9:10 AM H3-3 Hetero-Epitaxy Growth of B12P2 on Various Substrates by MOCVD
D. Zhong, J.J. Moore (Colorado School of Mines); T.L Aselage (Sandia National Laboratories); H. Kleebe (Colorado School of Mines); A. Madan (MV Systems Inc. and Colorado School of Mines); A.O. Kunrath, B. Mishra (Colorado School of Mines)

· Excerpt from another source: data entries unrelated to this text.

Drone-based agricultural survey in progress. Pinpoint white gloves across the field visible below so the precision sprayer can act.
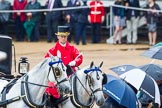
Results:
[69,61,76,66]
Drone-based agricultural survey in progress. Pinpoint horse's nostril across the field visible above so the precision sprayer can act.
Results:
[65,88,70,94]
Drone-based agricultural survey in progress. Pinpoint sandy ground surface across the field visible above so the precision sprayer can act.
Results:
[12,41,162,108]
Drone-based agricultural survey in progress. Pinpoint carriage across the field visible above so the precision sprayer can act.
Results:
[0,36,105,108]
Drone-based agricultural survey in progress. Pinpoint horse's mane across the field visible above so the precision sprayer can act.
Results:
[28,58,48,74]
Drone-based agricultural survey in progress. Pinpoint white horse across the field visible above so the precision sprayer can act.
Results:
[0,56,71,108]
[61,62,107,108]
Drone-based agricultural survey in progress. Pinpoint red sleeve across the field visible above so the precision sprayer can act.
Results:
[44,45,56,58]
[73,47,83,66]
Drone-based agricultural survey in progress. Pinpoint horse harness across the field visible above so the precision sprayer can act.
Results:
[0,60,68,108]
[70,68,102,108]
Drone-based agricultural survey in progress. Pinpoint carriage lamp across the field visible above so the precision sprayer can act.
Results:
[18,57,30,75]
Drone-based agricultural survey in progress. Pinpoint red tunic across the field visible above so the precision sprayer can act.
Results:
[13,0,27,22]
[89,1,105,23]
[45,42,83,71]
[45,42,83,98]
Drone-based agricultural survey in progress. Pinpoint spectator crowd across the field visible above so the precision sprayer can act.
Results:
[0,0,160,45]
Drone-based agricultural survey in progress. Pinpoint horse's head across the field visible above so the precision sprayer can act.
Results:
[84,62,107,106]
[48,56,71,94]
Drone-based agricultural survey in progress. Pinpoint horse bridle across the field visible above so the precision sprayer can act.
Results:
[84,67,102,96]
[47,59,68,86]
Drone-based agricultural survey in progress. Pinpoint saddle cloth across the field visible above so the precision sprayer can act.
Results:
[45,82,60,99]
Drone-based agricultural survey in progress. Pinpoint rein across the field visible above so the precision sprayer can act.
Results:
[0,59,68,108]
[70,67,102,108]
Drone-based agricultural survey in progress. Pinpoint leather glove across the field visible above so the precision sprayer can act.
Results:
[69,61,76,66]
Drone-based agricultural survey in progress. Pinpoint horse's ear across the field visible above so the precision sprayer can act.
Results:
[99,61,103,68]
[90,61,94,68]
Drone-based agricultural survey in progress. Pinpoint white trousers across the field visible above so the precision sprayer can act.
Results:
[127,17,139,43]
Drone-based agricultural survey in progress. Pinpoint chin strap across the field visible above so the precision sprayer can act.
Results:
[21,75,47,108]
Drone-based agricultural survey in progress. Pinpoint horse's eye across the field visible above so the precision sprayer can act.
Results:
[54,67,62,78]
[88,76,94,86]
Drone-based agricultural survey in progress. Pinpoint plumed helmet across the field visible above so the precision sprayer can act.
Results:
[55,26,70,36]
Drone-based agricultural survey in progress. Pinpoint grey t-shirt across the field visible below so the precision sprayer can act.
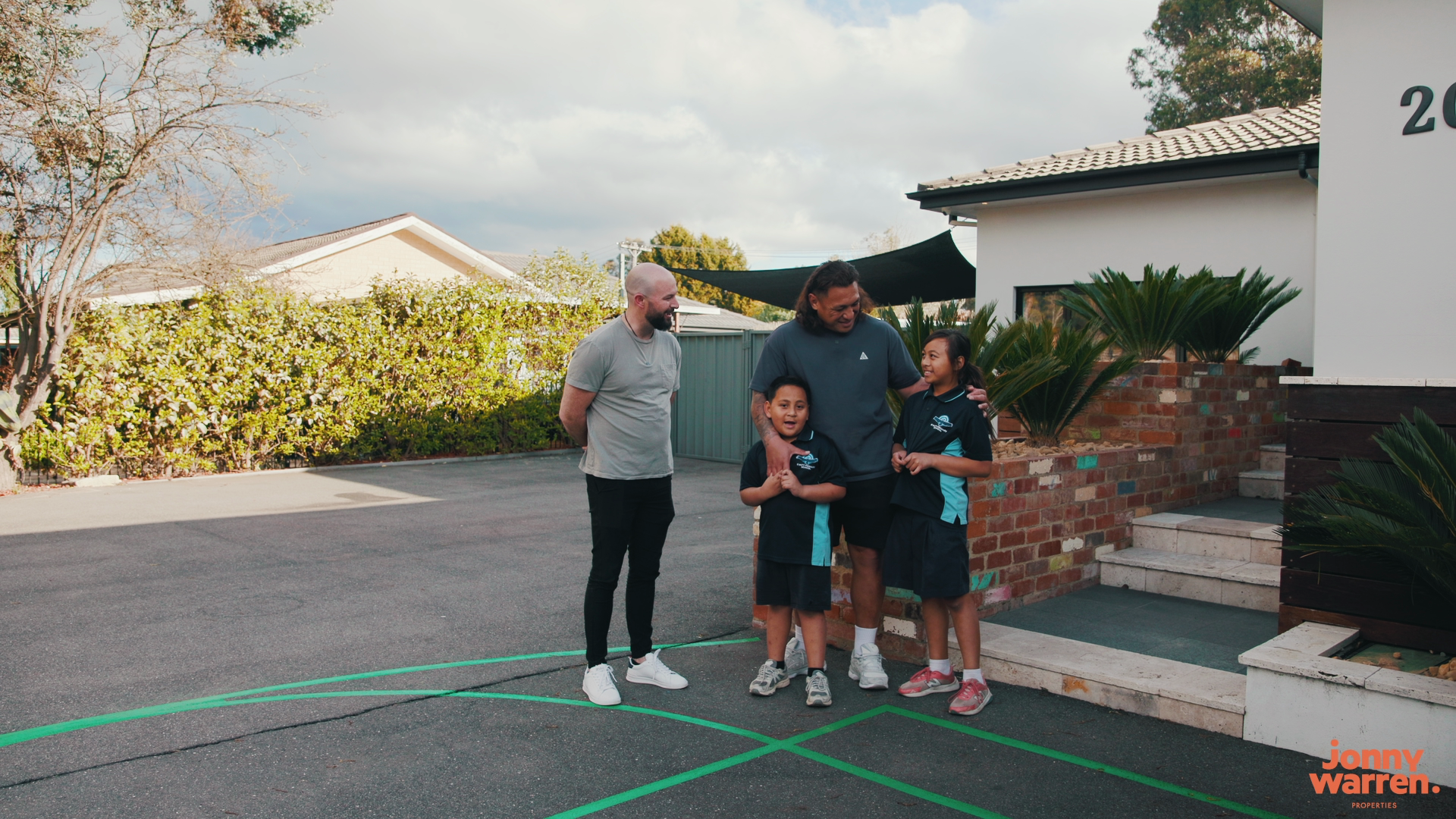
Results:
[566,316,682,481]
[748,316,920,481]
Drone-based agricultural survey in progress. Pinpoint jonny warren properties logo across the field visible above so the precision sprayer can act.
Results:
[1309,739,1442,795]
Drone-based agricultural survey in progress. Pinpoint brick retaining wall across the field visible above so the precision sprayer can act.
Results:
[755,362,1309,663]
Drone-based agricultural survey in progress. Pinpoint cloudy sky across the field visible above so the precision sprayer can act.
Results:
[261,0,1157,268]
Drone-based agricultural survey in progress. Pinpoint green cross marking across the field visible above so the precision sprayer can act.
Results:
[0,637,1288,819]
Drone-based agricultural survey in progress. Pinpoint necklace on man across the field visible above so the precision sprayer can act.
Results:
[622,313,657,367]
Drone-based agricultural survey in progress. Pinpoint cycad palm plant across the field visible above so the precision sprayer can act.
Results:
[1062,265,1222,362]
[1178,268,1301,364]
[880,299,1063,419]
[1280,408,1456,605]
[1005,322,1138,446]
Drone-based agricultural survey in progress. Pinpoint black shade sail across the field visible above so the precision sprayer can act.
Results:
[673,231,975,310]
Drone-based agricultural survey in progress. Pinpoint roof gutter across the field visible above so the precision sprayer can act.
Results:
[905,143,1320,212]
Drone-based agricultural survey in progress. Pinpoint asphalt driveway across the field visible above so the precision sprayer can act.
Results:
[0,456,1451,819]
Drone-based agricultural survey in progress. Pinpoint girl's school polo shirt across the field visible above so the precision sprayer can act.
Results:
[890,386,992,523]
[738,430,845,566]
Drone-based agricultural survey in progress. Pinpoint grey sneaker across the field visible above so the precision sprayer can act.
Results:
[748,661,789,697]
[849,645,890,691]
[783,637,810,679]
[804,670,834,708]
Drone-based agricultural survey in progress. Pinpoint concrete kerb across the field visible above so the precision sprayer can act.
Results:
[108,446,581,481]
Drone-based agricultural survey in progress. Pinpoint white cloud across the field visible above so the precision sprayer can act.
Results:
[253,0,1156,267]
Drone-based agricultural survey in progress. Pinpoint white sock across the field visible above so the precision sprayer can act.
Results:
[855,625,880,651]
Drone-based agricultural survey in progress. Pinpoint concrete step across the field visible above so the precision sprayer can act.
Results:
[951,623,1245,737]
[1239,469,1284,500]
[1260,443,1284,472]
[1098,547,1280,612]
[1133,512,1282,566]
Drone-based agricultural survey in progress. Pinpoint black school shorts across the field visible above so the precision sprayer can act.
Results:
[828,474,899,552]
[753,557,830,612]
[881,507,971,601]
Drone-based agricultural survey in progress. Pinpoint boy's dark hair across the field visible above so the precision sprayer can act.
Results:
[924,329,986,389]
[793,259,875,334]
[763,376,814,406]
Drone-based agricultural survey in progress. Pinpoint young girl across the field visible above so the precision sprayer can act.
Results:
[883,329,992,716]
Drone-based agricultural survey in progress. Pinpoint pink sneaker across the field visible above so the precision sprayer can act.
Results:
[900,666,956,697]
[951,679,992,717]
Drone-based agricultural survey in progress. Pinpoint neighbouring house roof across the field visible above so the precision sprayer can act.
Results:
[1269,0,1325,36]
[481,251,535,274]
[905,96,1320,210]
[92,213,535,305]
[676,296,779,332]
[240,213,529,281]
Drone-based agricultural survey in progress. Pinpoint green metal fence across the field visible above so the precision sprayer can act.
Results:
[673,329,769,463]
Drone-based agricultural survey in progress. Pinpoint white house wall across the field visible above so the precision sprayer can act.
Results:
[280,231,470,299]
[975,177,1316,366]
[1315,0,1456,381]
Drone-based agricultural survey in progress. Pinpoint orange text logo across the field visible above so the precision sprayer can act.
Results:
[1309,739,1442,794]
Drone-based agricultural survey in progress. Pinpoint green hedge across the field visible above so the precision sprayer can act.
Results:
[22,283,610,475]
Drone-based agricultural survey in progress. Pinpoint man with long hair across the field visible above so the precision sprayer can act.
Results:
[750,261,974,689]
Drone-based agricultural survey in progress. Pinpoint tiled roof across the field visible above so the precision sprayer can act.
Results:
[919,96,1320,191]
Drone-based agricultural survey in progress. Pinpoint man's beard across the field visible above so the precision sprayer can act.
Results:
[646,304,673,332]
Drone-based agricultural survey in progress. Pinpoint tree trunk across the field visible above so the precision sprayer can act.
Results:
[0,435,20,494]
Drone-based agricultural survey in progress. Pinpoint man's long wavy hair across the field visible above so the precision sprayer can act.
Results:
[793,261,875,334]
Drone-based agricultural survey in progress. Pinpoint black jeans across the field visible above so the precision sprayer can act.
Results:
[584,475,674,667]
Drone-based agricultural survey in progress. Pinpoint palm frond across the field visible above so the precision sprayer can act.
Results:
[1178,268,1303,364]
[1008,322,1138,444]
[1062,265,1222,362]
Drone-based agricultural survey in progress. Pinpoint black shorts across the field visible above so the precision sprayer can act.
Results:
[881,507,971,601]
[828,474,899,552]
[753,557,830,612]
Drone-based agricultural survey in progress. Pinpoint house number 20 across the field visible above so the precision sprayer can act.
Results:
[1401,83,1456,136]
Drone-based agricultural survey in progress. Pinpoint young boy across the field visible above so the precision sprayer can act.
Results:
[883,329,992,717]
[738,376,845,707]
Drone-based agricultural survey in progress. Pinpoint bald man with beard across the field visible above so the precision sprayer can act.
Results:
[560,264,687,705]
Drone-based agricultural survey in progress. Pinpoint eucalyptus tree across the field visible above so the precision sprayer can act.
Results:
[0,0,329,490]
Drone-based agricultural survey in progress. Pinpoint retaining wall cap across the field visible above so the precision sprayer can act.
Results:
[981,623,1245,714]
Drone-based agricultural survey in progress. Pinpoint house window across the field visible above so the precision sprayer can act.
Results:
[1016,284,1082,326]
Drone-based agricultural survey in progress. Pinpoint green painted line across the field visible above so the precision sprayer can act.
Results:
[548,745,779,819]
[548,699,910,819]
[785,746,1009,819]
[885,705,1288,819]
[0,637,760,748]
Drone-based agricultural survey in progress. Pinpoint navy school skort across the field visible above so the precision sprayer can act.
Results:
[881,506,971,601]
[755,557,830,612]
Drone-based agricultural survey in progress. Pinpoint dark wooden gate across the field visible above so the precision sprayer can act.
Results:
[1279,384,1456,654]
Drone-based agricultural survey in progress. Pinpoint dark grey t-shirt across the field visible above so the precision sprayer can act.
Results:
[748,316,920,481]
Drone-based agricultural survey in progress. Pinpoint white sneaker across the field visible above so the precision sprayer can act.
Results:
[581,663,622,705]
[783,637,810,679]
[628,648,687,688]
[849,645,890,691]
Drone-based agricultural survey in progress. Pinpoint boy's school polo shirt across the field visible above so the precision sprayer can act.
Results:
[890,386,992,523]
[738,430,845,566]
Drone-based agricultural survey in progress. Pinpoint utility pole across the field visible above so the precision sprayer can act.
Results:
[617,242,651,305]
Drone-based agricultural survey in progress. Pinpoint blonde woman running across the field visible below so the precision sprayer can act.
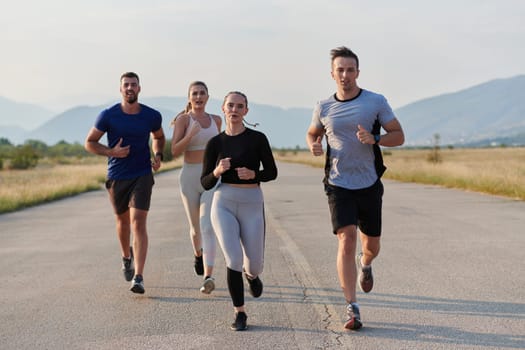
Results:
[171,81,222,294]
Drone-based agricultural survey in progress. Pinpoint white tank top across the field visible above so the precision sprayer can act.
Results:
[186,114,219,151]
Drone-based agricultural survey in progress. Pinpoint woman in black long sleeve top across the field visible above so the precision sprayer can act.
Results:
[201,91,277,331]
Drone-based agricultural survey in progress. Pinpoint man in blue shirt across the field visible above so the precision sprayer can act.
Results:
[84,72,166,294]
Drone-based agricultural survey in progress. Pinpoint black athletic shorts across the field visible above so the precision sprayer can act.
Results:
[106,173,155,215]
[325,179,384,237]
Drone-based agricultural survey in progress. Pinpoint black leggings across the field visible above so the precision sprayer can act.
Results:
[226,268,244,307]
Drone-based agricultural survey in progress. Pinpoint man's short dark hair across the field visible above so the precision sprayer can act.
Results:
[330,46,359,69]
[120,72,140,83]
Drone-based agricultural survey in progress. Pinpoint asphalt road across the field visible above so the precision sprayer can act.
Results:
[0,163,525,350]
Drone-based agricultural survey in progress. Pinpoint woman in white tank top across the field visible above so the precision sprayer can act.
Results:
[171,81,222,294]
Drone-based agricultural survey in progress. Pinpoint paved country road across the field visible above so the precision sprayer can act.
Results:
[0,163,525,350]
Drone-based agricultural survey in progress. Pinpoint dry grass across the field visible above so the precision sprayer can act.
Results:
[0,157,180,213]
[0,148,525,213]
[276,148,525,200]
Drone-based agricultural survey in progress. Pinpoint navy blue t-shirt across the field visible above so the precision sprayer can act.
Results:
[95,103,162,180]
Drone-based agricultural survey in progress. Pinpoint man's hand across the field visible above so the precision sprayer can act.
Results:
[108,138,130,158]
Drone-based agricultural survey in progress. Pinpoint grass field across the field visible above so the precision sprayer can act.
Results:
[0,148,525,213]
[276,148,525,200]
[0,157,181,213]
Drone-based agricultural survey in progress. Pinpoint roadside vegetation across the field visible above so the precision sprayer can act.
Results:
[0,138,181,213]
[0,138,525,213]
[275,147,525,200]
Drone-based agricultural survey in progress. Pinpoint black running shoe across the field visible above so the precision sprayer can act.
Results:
[344,303,363,331]
[230,311,248,331]
[193,255,204,276]
[122,247,135,282]
[129,275,146,294]
[246,275,263,298]
[355,253,374,293]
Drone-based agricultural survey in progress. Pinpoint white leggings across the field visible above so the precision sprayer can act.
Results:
[179,163,217,266]
[211,184,265,277]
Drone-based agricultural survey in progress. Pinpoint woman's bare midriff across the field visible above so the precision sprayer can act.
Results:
[184,150,204,164]
[228,184,259,188]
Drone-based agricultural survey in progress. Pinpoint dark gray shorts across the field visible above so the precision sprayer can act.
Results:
[106,173,155,215]
[325,180,384,237]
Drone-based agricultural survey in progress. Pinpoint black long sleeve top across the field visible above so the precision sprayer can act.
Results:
[201,128,277,190]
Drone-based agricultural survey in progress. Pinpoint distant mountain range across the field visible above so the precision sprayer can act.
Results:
[0,75,525,148]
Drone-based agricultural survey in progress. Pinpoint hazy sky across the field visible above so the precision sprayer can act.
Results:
[0,0,525,112]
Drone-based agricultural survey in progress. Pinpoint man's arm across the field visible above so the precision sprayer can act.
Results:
[84,127,129,158]
[306,125,324,156]
[151,128,166,171]
[379,118,405,147]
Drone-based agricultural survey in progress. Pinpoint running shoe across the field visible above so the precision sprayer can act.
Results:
[193,255,204,276]
[129,275,146,294]
[230,311,248,331]
[201,277,215,294]
[246,275,263,298]
[344,303,363,330]
[122,247,135,282]
[355,253,374,293]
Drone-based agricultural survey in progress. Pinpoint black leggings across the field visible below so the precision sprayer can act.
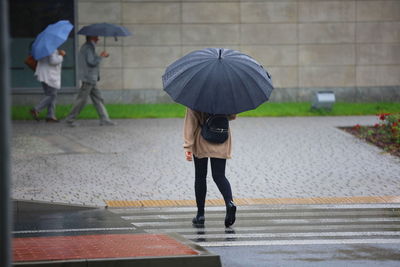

Icosahedral boron phosphide, B12P2, is a refractory solid and a wide bandgap semiconductor. Its self-healing of radiation damage has been demonstrated. Consequently, it could be a promising material to be used as a novel radiation tolerant, high temperature semiconductor to construct solid-state devices such as detectors, sensors and beta-cells -- direct nuclear-to-electric energy conversion devices for beta sources. We have recently developed an inductively heated MOCVD process to synthesize high-quality B12P2 from B2H6-PH3-H2 precursor systems. The growth rate is of approximately 30-40 nm/min. This paper presents the growth of B12P2 on various substrates, including <100> Si wafer, quartz, and different types of single crystal SiC wafers made by CREE, Inc. The composition, crystallographic orientation, surface morphology, and microstructure of B12P2 films were characterized by AES, XRD, Roman Spectroscopy, SEM, and TEM. This paper will demonstrate that B12P2 has been successfully synthesized, its hetero-epitaxy growth was of high quality on both Si nd SiC substrates, and the orientation of the film on SiC was strongly dependent on the degree of substrate's off-axis.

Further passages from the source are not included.